There’s something tantalizing about this approach: one the one hand, we can actually see the composition of the factorial working out nicely, but on the other hand, we have the write fact3 in terms of fact2, and we only get the result when we call the appropriate factN with exactly n otherwise the computation "goes Boom!".

3.3 Please Repeat Yourself!

Let’s consider fact0 0, which as we have seen expands to f (error) 0, and insert the definition of f as an anonymous function. (Note that I have replaced the explicit match expression with the more succinct, but completely equivalent, F# syntax)

The following expression should evaluate to 1

(fun omega ->
    function
    | 0 -> 1
    | n -> n * omega(n - 1)
) (error) 0

Let us put a wrapper function around this, which curries in error but takes the anonymous function as its argument. Again, this rewrite is entirely equivalent.

(fun x -> x error)
    (fun omega ->
        function
        | 0 -> 1
        | n -> n * omega(n - 1)
    )
    0

What we’ve done here is created a “runner function” which takes a function x and then calls it with error. We then pass in a “workload function” to compute the factorial in as the value of x.

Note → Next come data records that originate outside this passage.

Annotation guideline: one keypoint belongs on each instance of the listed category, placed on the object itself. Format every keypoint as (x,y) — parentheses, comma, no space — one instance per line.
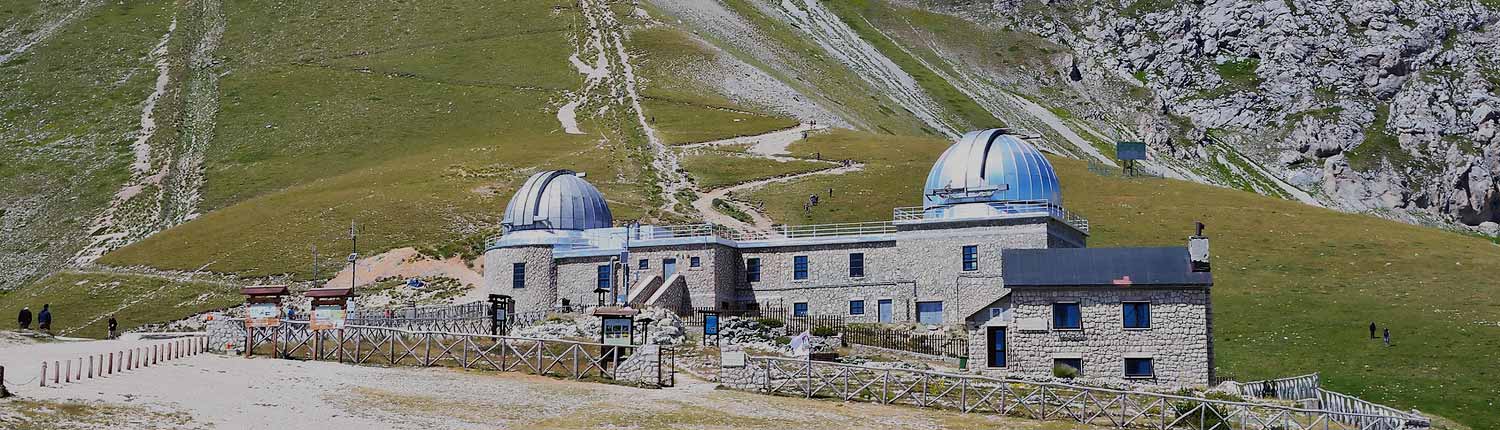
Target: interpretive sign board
(263,315)
(327,316)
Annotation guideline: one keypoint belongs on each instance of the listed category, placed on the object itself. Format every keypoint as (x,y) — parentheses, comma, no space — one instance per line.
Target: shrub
(1062,370)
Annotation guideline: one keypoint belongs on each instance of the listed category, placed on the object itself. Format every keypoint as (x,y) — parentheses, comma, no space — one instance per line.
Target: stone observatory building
(990,250)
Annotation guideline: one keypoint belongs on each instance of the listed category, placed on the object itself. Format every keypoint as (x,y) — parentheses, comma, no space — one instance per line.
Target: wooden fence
(1035,400)
(396,346)
(1308,387)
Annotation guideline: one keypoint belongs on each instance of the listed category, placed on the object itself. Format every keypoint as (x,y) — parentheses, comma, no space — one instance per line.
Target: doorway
(996,345)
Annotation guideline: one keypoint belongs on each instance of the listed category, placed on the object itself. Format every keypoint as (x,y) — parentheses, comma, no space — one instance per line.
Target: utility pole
(314,264)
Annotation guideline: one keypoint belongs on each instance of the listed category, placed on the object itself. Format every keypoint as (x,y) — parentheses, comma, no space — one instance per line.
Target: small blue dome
(557,200)
(990,167)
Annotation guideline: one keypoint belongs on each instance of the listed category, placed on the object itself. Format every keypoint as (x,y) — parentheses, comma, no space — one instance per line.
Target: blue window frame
(518,274)
(929,312)
(857,264)
(971,258)
(752,270)
(1139,367)
(1065,316)
(1137,315)
(602,279)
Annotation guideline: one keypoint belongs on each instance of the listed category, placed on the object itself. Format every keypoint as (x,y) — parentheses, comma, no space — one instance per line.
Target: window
(752,270)
(800,267)
(1074,363)
(518,274)
(857,264)
(929,312)
(602,280)
(1065,316)
(1137,315)
(971,258)
(1139,367)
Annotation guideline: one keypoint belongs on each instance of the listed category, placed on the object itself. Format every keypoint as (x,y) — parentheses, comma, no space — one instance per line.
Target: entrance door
(668,267)
(996,342)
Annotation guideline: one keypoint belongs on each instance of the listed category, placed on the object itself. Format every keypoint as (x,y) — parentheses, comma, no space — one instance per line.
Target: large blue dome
(990,167)
(557,200)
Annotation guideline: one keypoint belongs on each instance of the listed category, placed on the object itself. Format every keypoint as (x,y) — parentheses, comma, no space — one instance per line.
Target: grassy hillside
(84,301)
(1295,285)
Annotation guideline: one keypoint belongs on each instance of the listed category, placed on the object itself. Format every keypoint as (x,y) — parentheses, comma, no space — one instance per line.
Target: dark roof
(264,289)
(1101,267)
(329,291)
(615,310)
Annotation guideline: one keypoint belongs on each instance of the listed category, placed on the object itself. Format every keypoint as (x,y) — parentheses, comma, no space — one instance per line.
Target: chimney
(1199,250)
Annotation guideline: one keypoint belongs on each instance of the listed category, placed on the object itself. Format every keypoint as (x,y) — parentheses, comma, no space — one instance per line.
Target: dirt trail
(767,146)
(606,41)
(842,42)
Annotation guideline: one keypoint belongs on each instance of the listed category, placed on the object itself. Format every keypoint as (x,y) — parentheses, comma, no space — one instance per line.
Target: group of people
(44,321)
(1386,333)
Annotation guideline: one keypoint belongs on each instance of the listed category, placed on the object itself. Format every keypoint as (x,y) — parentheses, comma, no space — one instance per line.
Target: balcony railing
(1002,209)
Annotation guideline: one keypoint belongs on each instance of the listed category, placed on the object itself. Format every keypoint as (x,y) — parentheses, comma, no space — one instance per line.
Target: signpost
(329,310)
(263,304)
(710,327)
(617,330)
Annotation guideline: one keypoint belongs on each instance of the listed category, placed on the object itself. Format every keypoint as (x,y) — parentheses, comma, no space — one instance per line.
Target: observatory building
(990,252)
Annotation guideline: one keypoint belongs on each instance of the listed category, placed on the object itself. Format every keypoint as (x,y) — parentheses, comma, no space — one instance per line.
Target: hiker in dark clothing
(44,321)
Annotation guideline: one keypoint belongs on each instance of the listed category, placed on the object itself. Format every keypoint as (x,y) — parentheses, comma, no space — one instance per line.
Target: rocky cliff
(1371,105)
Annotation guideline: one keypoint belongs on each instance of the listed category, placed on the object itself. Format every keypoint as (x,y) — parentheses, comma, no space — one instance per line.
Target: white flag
(801,345)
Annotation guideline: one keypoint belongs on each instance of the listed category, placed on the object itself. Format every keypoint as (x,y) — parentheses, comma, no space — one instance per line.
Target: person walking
(44,319)
(24,318)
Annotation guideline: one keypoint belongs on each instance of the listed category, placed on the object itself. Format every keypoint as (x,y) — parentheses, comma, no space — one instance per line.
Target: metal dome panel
(557,200)
(990,167)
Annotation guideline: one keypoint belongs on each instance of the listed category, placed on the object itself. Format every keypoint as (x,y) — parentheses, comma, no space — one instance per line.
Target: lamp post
(602,292)
(645,330)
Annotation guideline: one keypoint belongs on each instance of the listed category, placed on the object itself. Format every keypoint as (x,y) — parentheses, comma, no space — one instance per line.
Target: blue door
(929,312)
(996,337)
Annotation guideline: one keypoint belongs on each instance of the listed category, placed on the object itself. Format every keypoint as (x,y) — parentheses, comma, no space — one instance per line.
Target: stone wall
(224,331)
(1178,339)
(642,366)
(540,291)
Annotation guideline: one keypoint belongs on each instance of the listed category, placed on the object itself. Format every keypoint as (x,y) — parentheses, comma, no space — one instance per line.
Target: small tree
(1062,370)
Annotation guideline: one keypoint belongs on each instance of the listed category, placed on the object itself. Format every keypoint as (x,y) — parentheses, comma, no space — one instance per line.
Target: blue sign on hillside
(1130,150)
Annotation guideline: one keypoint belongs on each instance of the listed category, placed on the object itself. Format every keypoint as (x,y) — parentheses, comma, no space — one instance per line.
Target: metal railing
(1035,400)
(1002,209)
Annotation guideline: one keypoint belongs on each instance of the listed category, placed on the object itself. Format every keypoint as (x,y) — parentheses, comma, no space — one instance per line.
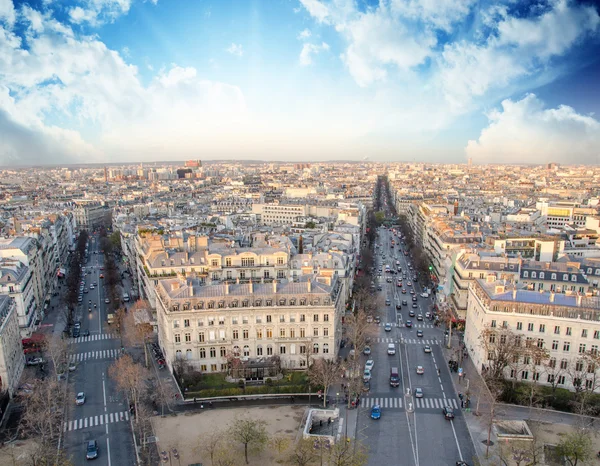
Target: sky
(110,81)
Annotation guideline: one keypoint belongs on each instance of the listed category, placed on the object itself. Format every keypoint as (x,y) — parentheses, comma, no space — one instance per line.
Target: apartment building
(16,281)
(207,323)
(568,326)
(12,360)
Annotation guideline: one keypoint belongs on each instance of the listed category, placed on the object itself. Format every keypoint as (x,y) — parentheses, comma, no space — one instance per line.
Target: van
(394,377)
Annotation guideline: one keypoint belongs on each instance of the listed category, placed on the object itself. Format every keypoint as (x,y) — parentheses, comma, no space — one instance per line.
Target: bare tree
(250,433)
(129,378)
(324,372)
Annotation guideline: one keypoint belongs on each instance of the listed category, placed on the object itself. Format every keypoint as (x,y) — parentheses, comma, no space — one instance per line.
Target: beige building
(204,323)
(568,326)
(12,360)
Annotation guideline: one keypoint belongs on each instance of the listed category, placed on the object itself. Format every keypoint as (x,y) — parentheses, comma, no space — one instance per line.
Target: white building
(12,360)
(568,326)
(204,324)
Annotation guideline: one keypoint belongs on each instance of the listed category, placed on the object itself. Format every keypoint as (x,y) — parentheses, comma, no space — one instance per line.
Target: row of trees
(251,437)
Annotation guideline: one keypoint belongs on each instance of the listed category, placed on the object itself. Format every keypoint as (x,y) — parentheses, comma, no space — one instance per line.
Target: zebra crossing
(92,421)
(396,403)
(101,354)
(102,336)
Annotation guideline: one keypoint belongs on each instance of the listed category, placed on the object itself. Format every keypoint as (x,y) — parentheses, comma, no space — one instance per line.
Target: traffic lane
(386,438)
(435,439)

The behaviour before and after the rewrite is identical. Both these functions work for 0 and blow up for 1 just as we expect.

Now, instead of explicitly writing out fact0, fact1, fact2 and so on as before, we could just do repeated invocations of x in the runner function:

(fun x -> x(x(x(x(error)))))
    (fun omega ->
        function
        | 0 -> 1
        | n -> n * omega(n - 1)
    )
    3 // succeeds
    // 4 // fails

This is actually a kind of cool rewrite. We’re passing in the behaviour we want to be repeatedly performed as an argument to some runner function that does the repetition. That is, we’ve separated out the concerns of doing repetition and computing the factorial into two separate pieces.

Now we observe that factN - or its anonymous equivalent - produces the correct value when it is invoked with N. By seeing how the functions get evaluated, we realize that this is the only way to get to fact0 0, in which case the terminal branch of the match occurs and the error function is not called.

Now all we need to do is to invoke x the correct number of times automatically, and since we’ve separated out concerns, we may only need to do this once for any and all repetitive work we want to do!

Before we figure out how to do that, let’s step back and learn a few more concepts, and then return to this problem!

4 The Lambda Calculus

Because we’ve been working so far with F#, which is a Turing-complete language with recursion primitives, it would seem that it is completely fair to criticise our efforts as unnecessary. Recursion already exists in the language.

So let’s actually learn a tiny little language that has none of these conveniences and get a better sense of the power of this approach. Let’s consider the most foundational of such languages - Lambda Calculus - which has none of the various concepts that traditionally seem inseparably linked to programming and programming languages, such as:

[❌] Variables
[❌] Names and Assignment
[❌] Increment/Decrement
[❌] Test-and-Branch
[❌] GOTO
[❌] Loops
[❌] Booleans, Integers, Strings or any Types

Anyone who’s starting programming with something close to silicon - say on a microprocessor - would, justifiably, be entirely skeptical that a useful, if not Turing-Complete, language could be possibly be built without any of these primitives.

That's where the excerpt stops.